Rain at Cattle Point

Hopefully this conveys a fickle weather day late in the year!

I think the dot-dot-dot and color isolation with Pointillism helped with this watercolor.  I was very aware of color placement and capable of containing colors to certain areas.  I managed, too, to have patience and let areas dry before going back in, or let them get slightly damp for dryer painting onto a damper area, preventing blooms.   Proportions are off – sigh.

As well, a limited palette of primarily blue (ultramarine and cobalt) with burnt umber and burnt sienna, yellow ochre, and a spot of orange and Hooker’s green.  140# CP Arches, 16×20.

Storm on the Prairie

Strange weather afoot – rain, wind, tornado.

If you have never lived on the prairies or traveled through the vast middle section of the U.S., you have missed some majestic land and sky. The weather can change in an instant, you might see it coming, you might not. Flat, lonely, filled with a terrible beauty.

Gouache, of course!

A Lonely Road (Gouache)

I started out trying to do a more delicate painting, but I think that would work better in watercolor. Instead of delicate and lighter, the colors became thicker and darker, and it turned from a misty, damp, rather gloomy day to one which seems filled with a foreboding storm.

I decided to just paint and not try for realism and delicacy. I went for emotion.  Instead of applying paint nicely, I began to just slap it on directly from the color onto the paper rather than mixing colors on the palette. It was gloriously fun!

I used a 1/2 inch flat brush – nothing else. I rather like this splashing and letting go of things as I tend to be something of a prima donna and perfectionist – and this was like rollicking through the mud and muck!!

If I were to call this any “school” of painting, I guess Expressionism would be the closest I would come. The more I painted, the more I wanted to express a fierce and gloomy day portending rain and hail, or rain and hell.

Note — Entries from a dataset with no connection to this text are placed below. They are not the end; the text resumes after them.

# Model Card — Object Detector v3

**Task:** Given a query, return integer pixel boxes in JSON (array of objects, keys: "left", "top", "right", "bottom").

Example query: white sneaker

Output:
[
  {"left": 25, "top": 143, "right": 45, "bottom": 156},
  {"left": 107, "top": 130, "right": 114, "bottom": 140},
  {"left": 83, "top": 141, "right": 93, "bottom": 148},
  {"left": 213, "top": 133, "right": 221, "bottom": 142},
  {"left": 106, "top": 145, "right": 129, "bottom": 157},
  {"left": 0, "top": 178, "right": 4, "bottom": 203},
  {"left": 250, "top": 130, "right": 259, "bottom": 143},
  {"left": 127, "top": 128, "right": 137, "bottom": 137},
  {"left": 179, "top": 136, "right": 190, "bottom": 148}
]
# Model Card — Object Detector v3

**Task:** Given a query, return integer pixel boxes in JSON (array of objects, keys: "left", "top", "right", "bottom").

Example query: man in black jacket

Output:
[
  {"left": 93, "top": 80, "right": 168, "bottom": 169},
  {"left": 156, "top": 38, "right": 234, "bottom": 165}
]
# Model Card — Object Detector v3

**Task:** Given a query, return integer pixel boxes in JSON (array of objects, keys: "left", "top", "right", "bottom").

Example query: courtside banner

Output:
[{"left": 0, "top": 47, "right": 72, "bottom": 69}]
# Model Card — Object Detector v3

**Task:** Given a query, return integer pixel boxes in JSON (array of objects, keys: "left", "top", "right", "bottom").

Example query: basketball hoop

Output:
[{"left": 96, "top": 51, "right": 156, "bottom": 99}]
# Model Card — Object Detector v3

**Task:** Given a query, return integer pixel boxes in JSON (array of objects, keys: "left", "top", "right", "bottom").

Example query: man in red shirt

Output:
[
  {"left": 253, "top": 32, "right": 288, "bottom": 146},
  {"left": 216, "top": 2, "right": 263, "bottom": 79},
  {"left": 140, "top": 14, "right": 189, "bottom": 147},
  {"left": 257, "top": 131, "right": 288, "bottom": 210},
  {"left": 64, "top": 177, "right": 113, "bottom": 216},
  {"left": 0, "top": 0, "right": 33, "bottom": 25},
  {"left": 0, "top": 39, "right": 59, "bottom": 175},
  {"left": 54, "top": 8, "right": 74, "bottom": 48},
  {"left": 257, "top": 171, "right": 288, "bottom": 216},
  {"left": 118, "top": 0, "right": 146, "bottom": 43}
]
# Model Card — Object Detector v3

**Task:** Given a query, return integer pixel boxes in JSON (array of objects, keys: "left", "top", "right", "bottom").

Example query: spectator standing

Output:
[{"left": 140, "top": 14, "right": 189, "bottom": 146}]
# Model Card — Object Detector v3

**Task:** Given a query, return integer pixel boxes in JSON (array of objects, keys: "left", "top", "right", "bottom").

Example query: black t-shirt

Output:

Another value study, too.  Impressed?

Look!  I put in some sheep!

Last Spring

We live in an area with multiple mountain ranges, some which run parallel to the coast, and other which run perpendicular. As a result, the terrain and weather varies in each quite a lot. Here, a view of Mt. Boney in the spring, as a storm comes in. The wildflowers are in bloom and all is right with the world!

Storm Above the Pedernal

Another painting on the reverse of another, again employing dampening the paper before commencing. More hake brush wet-in-wet. I wanted to catch the brilliance of the land beneath the storm as spots of sunshine break through a fast moving storm. In the Southwest, this is common and exciting to see – sometimes the landscape shifts in seconds.